Justina seemed to be waiting for me and to be changing from an inert into a demanding figure. I tried to imagine carrying her out to the station wagon but I couldn’t complete the task in my imagination and I was sure that I couldn’t complete it in fact. I then called the Mayor but this position in our village is mostly honorary and as I might have known he was in his New York law office and was not expected home until seven. I could cover her, I thought, that would be a decent thing to do, and I went up the back stairs to the linen closet and got a sheet. It was getting dark when I came back into the living room but this was no merciful twilight. Dusk seemed to be playing directly into her hands and she gained power and stature with the dark. I covered her with a sheet and turned on a lamp at the other end of the room but the rectitude of the place with its old furniture, flowers, paintings, etc., was demolished by her monumental shape. The next thing to worry about was the children, who would be home in a few minutes. Their knowledge of death, excepting their dreams and intuitions of which I know nothing, is zero and the bold figure in the parlor was bound to be traumatic. When I heard them coming up the walk I went out and told them what had happened and sent them up to their rooms. At seven I drove over to the Mayor’s.
He had not come home but he was expected at any minute and I talked with his wife. She gave me a drink. By this time I was chainsmoking. When the Mayor came in we went into a little, office or library, where he took up a position behind a desk, putting me in the low chair of a supplicant. “Of course I sympathize with you, Moses,” he said, “it’s an awful thing to have happened, but the trouble is that we can’t give you a zoning exception without a majority vote of the Village Council and all the members of the Council happen to be out of town. Pete’s in California and Jack’s in Paris and Larry won’t be back from Stowe until the end of the week.”

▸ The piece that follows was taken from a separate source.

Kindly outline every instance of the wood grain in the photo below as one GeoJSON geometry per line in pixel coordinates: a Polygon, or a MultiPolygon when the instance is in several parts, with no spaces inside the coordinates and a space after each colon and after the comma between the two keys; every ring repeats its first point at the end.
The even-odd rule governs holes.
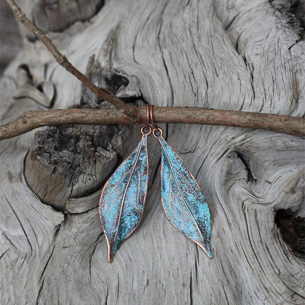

I was sarcastic. “Then I suppose Cousin Justina will have to gracefully decompose in my parlor until Jack comes back from Paris.”
“Oh no,” he said, “oh no. Jack won’t be back from Paris for another month but I think you might wait until Larry comes from Stowe. Then we’d have a majority, assuming of course that they would agree to your appeal.”
“For Christ’s sake,” I snarled.
“Yes, yes,” he said, “it is difficult, but after all you must realize that this is the world you live in and the importance of zoning can’t be overestimated. Why, if a single member of the Council could give out zoning exceptions, I could give you permission right now to open a saloon in your garage, put up neon lights, hire an orchestra, and destroy the neighborhood and all the human and commercial values we’ve worked so hard to protect.”